En los últimos años, ha tomado fuerza un concepto que suena tan atractivo como futurista: el «neurodiseño». Arquitectos, interioristas y otros profesionales del diseño comienzan a hablar de cómo los espacios pueden impactar en el cerebro, las emociones y el bienestar general. Pero detrás de esta narrativa llamativa, cabe preguntarse, ¿Cuánto hay de ciencia y cuánto de discurso? ¿Realmente podemos «medir» el impacto del diseño en el cerebro humano? ¿O estamos, quizás, frente a una verdad a medias repetida hasta que suene convincente?
Diseño y emociones: una relación de siempre
Cualquier arquitecto o diseñador con experiencia sabe que el diseño impacta profundamente en las personas. No hace falta una etiqueta como «neurodiseño» para comprender que la luz natural influye en el estado de ánimo, que ciertos materiales transmiten calma o calidez o que una buena distribución espacial puede reducir el estrés. Estos principios se han trabajado desde siempre, a través de herramientas como la proporción, el ritmo, la ergonomía, la atmósfera y la escala humana.

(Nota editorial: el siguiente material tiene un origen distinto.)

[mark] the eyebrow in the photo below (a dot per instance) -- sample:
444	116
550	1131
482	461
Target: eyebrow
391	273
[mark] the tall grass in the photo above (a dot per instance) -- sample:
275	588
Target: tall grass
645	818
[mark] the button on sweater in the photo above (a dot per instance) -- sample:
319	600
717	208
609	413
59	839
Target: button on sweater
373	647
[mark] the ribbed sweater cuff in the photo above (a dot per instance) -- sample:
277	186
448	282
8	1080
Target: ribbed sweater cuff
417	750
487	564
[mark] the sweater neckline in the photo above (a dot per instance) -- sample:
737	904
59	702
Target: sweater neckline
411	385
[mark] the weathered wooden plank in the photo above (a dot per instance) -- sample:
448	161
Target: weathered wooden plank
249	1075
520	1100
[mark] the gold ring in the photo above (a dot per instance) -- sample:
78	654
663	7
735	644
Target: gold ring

La novedad, en muchos casos, no está en el hecho de que el diseño afecte al ser humano, eso ya lo sabíamos, sino en intentar explicarlo con base científica, utilizando términos como neurociencia, percepción cognitiva o respuesta fisiológica.
¿Se puede medir el impacto de un diseño?
Aquí empieza la parte más compleja y polémica. Algunos interioristas o diseñadores afirman que pueden medir el impacto emocional y cognitivo de un espacio. En teoría, esto se puede hacer, pero sólo bajo condiciones muy específicas, con herramientas que no están al alcance del día a día profesional.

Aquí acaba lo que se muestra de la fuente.